Naked Bunyip Dancingby Steven Herrick
illustrated by Beth Norling
Front Street Press
April 1, 2008 release
review copy compliments of the publisher
I never would have picked this book up on my own, but it was
required reading, so I gave it a go. And I was pleasantly surprised!
Now, I should give a small disclaimer here -- I hardly ever read YA, and I haven't
ever read any of Steven Herrick's other books. The sole soul on Goodreads who has read and reviewed this book didn't think it was as good as his others. So keep that in mind. And a note on the title -- a
bunyip is a mythological Australian animal. I Googled bunyip after I read the book, but knowing what a bunyip is hasn't helped me understand the title. Maybe it has given me permission to be okay with the fact that I don't understand the title.

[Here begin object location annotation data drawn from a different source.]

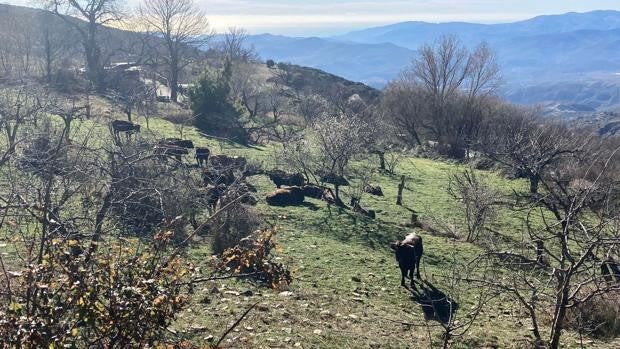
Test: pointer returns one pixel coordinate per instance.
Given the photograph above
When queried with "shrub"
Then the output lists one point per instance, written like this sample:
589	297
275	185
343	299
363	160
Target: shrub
232	225
126	295
253	256
598	317
210	99
479	201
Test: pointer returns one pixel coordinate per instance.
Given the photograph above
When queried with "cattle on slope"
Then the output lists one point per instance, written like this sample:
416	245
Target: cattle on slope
202	156
280	178
290	196
408	254
122	126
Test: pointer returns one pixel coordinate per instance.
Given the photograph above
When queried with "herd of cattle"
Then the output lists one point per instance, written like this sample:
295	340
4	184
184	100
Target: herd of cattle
224	177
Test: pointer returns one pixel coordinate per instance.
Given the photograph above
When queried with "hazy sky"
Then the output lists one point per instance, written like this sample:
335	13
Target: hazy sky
325	17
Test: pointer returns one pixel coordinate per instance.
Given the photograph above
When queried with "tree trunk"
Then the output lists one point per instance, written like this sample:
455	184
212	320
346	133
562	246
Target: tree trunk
534	182
174	79
93	59
401	187
381	160
560	311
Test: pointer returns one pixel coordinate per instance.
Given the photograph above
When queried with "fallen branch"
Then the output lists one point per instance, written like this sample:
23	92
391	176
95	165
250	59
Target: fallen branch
217	345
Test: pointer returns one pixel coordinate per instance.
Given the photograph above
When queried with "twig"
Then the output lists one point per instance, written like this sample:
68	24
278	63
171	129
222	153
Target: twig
217	345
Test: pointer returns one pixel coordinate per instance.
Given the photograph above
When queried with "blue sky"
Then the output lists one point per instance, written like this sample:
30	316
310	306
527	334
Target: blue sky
326	17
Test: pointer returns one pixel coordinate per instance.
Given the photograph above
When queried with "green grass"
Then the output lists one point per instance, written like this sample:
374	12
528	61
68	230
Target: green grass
346	284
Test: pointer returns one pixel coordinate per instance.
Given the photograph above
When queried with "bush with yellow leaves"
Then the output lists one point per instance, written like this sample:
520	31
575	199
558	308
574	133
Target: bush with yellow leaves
252	257
124	296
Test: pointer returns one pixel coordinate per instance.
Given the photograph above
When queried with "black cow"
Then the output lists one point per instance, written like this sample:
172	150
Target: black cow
212	176
224	162
408	255
126	127
312	191
292	196
202	156
167	150
174	147
280	178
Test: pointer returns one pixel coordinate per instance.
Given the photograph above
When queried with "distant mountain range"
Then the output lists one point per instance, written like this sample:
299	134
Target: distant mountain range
569	60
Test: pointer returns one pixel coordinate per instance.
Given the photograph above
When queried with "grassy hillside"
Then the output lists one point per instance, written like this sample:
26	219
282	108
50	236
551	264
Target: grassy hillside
346	285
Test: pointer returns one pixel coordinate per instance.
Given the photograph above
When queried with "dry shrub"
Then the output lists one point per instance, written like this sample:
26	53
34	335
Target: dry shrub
125	296
252	256
177	117
598	317
232	225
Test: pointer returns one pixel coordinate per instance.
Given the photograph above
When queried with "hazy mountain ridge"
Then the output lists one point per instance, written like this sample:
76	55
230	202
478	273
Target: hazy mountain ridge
537	55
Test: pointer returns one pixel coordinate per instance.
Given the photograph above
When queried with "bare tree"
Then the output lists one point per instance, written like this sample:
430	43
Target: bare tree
574	224
234	46
441	96
183	26
479	201
96	13
18	108
523	142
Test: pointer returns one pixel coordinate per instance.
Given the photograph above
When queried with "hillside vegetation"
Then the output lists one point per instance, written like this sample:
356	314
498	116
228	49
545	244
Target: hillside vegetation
208	199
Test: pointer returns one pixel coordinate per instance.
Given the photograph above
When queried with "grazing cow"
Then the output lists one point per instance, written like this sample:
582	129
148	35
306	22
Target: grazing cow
212	176
373	190
214	193
331	199
174	147
280	178
334	179
408	254
202	156
355	204
290	196
221	162
183	143
610	270
126	127
240	193
312	191
166	150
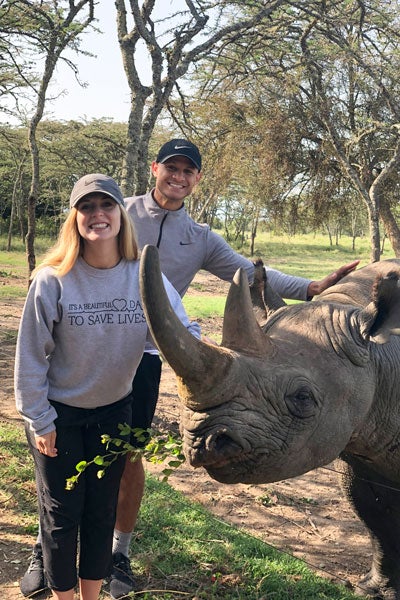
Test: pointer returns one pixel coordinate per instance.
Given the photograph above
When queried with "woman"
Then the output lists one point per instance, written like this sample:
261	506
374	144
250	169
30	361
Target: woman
81	337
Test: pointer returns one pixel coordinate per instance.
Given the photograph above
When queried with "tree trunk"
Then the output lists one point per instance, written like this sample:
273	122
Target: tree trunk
391	228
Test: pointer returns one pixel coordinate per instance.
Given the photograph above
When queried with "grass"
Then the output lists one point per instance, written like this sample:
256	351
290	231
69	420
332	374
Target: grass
180	549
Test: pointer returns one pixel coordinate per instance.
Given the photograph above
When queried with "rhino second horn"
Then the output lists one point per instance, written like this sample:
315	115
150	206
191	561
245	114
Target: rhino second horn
241	331
200	367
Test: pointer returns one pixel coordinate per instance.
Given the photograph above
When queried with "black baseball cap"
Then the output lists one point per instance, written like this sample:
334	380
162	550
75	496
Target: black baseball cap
180	147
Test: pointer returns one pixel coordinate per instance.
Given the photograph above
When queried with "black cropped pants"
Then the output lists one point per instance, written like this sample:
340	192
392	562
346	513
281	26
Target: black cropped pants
89	510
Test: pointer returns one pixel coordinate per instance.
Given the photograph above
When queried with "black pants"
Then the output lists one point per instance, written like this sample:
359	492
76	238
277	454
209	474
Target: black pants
145	388
90	508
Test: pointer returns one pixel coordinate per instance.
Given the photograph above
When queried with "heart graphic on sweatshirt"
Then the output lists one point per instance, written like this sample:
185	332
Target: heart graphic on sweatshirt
119	304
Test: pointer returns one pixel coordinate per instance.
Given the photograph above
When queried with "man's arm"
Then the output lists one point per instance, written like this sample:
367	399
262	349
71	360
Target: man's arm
317	287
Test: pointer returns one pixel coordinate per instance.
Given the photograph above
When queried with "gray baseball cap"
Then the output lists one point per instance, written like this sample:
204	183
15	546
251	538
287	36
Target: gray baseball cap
95	183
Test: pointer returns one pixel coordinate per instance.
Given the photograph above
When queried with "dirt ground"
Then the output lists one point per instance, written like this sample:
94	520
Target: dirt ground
306	516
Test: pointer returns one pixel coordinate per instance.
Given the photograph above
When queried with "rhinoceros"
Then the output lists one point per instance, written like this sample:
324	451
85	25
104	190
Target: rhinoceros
295	387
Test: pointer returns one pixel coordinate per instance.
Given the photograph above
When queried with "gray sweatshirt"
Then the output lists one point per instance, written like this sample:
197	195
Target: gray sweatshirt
186	247
81	338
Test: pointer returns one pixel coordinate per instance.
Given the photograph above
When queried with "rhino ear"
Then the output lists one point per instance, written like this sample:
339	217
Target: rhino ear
264	299
381	318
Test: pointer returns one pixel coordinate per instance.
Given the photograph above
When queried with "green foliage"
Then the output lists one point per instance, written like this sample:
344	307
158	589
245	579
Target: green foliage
158	449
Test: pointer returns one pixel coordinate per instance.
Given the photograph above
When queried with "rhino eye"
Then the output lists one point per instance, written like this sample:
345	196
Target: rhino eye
301	403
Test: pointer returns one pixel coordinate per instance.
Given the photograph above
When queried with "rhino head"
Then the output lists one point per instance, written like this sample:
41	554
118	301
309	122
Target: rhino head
277	400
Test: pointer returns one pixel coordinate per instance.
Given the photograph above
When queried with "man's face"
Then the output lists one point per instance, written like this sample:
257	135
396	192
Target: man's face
175	179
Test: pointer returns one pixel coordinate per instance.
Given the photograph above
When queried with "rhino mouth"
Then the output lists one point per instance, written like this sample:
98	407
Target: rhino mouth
219	449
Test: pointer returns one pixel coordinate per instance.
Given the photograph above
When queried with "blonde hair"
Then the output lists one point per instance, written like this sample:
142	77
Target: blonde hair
69	246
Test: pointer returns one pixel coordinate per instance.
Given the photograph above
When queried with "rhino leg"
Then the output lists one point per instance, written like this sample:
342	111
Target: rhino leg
377	502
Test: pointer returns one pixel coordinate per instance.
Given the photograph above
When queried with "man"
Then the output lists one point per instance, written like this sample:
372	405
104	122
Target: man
185	247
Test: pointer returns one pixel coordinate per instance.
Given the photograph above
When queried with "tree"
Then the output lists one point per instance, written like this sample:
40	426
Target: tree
43	31
175	44
332	68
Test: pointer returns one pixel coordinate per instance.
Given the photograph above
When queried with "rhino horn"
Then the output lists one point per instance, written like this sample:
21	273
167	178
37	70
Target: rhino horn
241	331
201	367
264	298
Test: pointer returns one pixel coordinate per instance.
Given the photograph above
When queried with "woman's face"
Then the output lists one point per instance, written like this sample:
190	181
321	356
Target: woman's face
98	218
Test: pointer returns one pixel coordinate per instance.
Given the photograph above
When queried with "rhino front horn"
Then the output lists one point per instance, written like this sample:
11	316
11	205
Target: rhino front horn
201	367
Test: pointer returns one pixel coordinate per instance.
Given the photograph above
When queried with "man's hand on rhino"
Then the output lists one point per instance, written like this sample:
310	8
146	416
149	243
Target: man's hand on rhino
316	287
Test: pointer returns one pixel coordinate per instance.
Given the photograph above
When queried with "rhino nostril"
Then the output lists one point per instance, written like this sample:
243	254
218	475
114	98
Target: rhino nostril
219	442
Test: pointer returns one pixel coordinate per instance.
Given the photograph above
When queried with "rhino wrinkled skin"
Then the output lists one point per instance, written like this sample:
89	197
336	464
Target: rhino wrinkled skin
293	387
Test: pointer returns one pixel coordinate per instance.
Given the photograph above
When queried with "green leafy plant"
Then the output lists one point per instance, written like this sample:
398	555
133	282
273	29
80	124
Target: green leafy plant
159	448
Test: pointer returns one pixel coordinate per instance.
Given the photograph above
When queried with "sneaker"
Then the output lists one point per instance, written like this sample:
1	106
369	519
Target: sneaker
34	581
121	581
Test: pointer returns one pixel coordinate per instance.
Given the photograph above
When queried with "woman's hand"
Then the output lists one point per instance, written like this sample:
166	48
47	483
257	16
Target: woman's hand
46	444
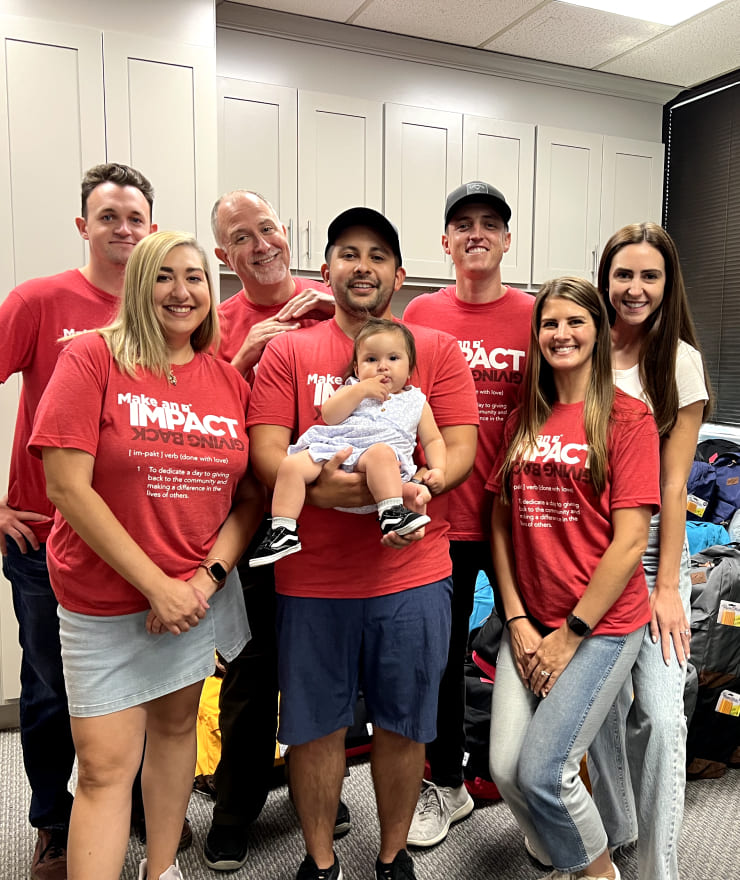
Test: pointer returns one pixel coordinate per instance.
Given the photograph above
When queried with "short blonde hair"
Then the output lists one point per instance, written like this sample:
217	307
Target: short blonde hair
135	338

This is a novel in verse about an Australian 6th grade class with a new, liberal, pony-tailed, Dylan-singing teacher named Mr. Carey. The poems, in the voices of the students, understandably give us a very childlike view of what happens in their classroom. These poems are what you'd get if you overheard kids talking about their day at school -- they talk about the parts of the day that were out of the ordinary; they talk about each other; they talk about their weird and wonderful teacher; they talk a little bit about what's going on at home. If you read between the lines, you know that Mr. Carey has a method to his "madness," he knows his students very well and works hard to play to their strengths, and there's a lot more teaching going on than the students report.
On Friday afternoons, the class does co-curricular activities. "Mr. Carey says its stuff you do/on Friday afternoons/and you don't have to do tests/or be marked on it." The class is working on a concert, and the way Mr. Carey stays out of their way and lets them make if it as much as they can reminds me of
The Last Holiday Concert by Andrew Clements.
The class takes a field trip to the Sewerage Works. (Australian spelling.) When else has that happened in children's literature?
The Qwikpick Adventure Society by Sam Riddleburger, of course!
The way you can infer the influence of the teacher through the students' voices and actions is reminiscent of Mr. Fab in Ralph Fletcher's
Flying Solo.
The depth of the characters revealed in the fewest number of words is all
Love That Dog by Sharon Creech.
All these book "cousins" on my bookshelf are what made me pleasantly surprised by this book. I haven't tried it on a real, live child reader. I don't know if the Australianisms will throw them off. Stay tuned for that. I
am going to add Mr. Carey to our list of
100 Cool Teachers in Children's Literature! (He's number 111.)